Mit Bussen werden sie in die Landeshauptstadt gefahren, informiert Thomas Kielgaß, GEW-Vorsitzender in Wernigerode. Ziele des Protest seien mehr Geld, eine gerechte und transparente Eingruppierung bei den Entgeltgruppen sowie die Verhinderung von Rentenkürzungen.

Doch was passiert mit den Schülern in Wernigerode, wenn ihre Lehrer auf dem Alten Markt in Magdeburg für ihre Rechte eintreten? Zu sehr sollten sich die Mädchen und Jungen nicht freuen - frei bekommen die wenigsten. "Die Schulpflicht ist nicht aufgehoben", betont Holger Häberer vom Landesschulamt in Magdeburg. "Wir versuchen, die Betreuung abzudecken, insbesondere in den Grund- und Förderschulen."

In der Diesterweg-Grundschule zum Beispiel sind zwei Lehrerinnen im Dienst, um die Kinder zwischen 7 und 13 Uhr zu betreuen.

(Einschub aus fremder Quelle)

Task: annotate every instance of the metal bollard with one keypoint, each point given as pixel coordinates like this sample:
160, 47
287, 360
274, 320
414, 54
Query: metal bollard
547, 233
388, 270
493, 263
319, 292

Die Eltern wurden zuvor per Brief informiert. "Sie haben auch die Erlaubnis, sofern es ihnen möglich ist, die Kinder für den Tag aus der Schule zu nehmen", heißt es aus der Schule.

Ähnlich handhabt es die Grundschule im Stadtfeld. Die August-Hermann-Francke-Grundschule informiert auf ihrer Homepage: "Maßnahmen zur Aufrechterhaltung des Unterrichts aufgrund des Warnstreiks wurden getroffen. Des Weiteren ist die Aufsichts- und Betreuungspflicht gesichert." Lehrer der Freien und der Harzblick-Grundschule sowie der Förderschule "Liv Ullmann" beteiligen sich nicht an der Arbeitsniederlegung. "Der Unterricht findet wie gewohnt statt", heißt es aus allen drei Einrichtungen.

Am Gerhart-Hauptmann-Gymnasium wirkt sich der Protest ebenfalls kaum aus. "Der Ausfall durch Krankheit ist größer als der wegen des Streiks", sagt Schulleiter Herbert Siedler auf Volksstimme-Nachfrage.

Anders sieht es in der Ganztagsschule Burgbreite aus: Etwa 40 der rund 50 Lehrkräfte protestieren in Magdeburg. "Alle, die nicht verbeamtet sind, streiken", sagt Wolfgang Kirst. Geschlossen wird die Schule deshalb trotzdem nicht. "Unterricht kann unter den Umständen zwar nicht stattfinden, aber eine Betreuung und Beschäftigung zu den normalen Unterrichtszeiten ist gewährleistet", so Kirst.